Samael si bloccò un secondo, guardando fisso davanti a sé e Danise non poté impedirsi di provare pena per lui.

<<Sono morti.>>rispose infine con voce piatta e lo sguardo della ragazza si rattristò.

<<Mi dispiace.>>mormorò sinceramente quest'ultima<<So cosa vuol dire, anche i miei genitori sono morti quand'ero piccola.>>confessò, ricordando per un istante il sorriso di suo padre mentre, nelle notti d'estate, le insegnava a riconoscere le costellazioni.

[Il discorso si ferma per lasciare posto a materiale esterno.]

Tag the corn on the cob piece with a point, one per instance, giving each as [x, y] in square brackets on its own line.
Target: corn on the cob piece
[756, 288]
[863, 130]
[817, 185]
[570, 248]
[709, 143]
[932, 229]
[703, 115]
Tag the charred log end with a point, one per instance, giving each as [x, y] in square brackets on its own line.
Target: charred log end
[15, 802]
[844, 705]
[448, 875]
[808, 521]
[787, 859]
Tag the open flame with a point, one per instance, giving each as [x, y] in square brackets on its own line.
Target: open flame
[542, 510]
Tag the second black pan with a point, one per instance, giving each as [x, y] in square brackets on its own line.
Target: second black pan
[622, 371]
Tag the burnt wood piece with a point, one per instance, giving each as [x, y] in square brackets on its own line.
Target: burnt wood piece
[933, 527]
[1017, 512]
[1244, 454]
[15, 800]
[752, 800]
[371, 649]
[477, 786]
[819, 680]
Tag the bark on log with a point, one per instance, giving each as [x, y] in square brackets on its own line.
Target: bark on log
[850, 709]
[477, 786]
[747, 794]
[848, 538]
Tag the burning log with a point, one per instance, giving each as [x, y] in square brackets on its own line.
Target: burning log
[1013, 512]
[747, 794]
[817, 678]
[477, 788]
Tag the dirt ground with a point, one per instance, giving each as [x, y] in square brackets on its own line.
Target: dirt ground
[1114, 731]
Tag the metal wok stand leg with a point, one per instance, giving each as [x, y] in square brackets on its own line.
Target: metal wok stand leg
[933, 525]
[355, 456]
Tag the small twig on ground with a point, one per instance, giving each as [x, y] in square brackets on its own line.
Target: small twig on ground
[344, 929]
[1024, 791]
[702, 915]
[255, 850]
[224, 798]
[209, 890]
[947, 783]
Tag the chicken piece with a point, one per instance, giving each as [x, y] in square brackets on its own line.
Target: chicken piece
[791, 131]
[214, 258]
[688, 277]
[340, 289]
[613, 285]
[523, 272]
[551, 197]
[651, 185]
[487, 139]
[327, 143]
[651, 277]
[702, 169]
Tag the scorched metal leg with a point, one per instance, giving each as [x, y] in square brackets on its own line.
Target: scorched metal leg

Sua madre invece non l'aveva mai conosciuta.

<<Io non sono piccolo.>>disse ad un tratto Samael, distogliendola dai suoi pensieri.

<<Cosa?>>chiese Danise confusa, riscuotendosi.

<<Ho detto che non sono piccolo.>>ripeté il ragazzino<<Hai detto che anche tu hai perso i tuoi genitori quando eri piccola ma io ho undici anni e so cavarmela benissimo anche senza di loro.>>spiegò alzando le spalle alla fine, come a sottolineare il concetto.

Danise lo guardò sospettosa.

Per certi versi quel ragazzino le assomigliava.

Il nascondere il dolore con l'indifferenza e la strafottenza era il suo asso nella manica, e col tempo ne era diventata talmente esperta che ormai le veniva naturale.

E forse fu proprio quella somiglianza con sé stessa che la spinse a chiedergli se gli andava di continuare il viaggio con lei.

Samael rimase un attimo incerto, fissandola dritto negli occhi, pozzi azzurri freddi come il ghiaccio contro smeraldi altrettanto impenetrabili, poi annuì e senza dire niente continuò a mangiare.

Danise sorrise automaticamente e per un momento fu felice di aver qualcun altro con cui continuare il suo viaggio ma la felicità durò poco perché nella sua mente ricomparve il volto di Garreth.

La ragazza chiuse gli occhi.

"Smettila"si impose "Devi dimenticarlo. Sii forte."

Ma mai come in quel momento le era stato così difficile ascoltare sé stessa.

Riaprì gli occhi con un sospiro e si accorse che Samael aveva smesso di mangiare, rannicchiandosi accanto al fuoco, gli occhi chiusi.

Danise sorrise intenerita e si alzò, andando a coprire quel corpicino con il suo mantello.

Poi si chinò, lasciandogli un lieve bacio sulla fronte.

<<Dormi, piccolo.>>gli sussurrò<<Da oggi, non sarai più solo.>>gli promise, dopodiché anche lei si accoccolò accanto al fuoco e, cullata dal suo crepitio, si addormentò mentre il cuore le sussurrava un'unica parola: Garreth.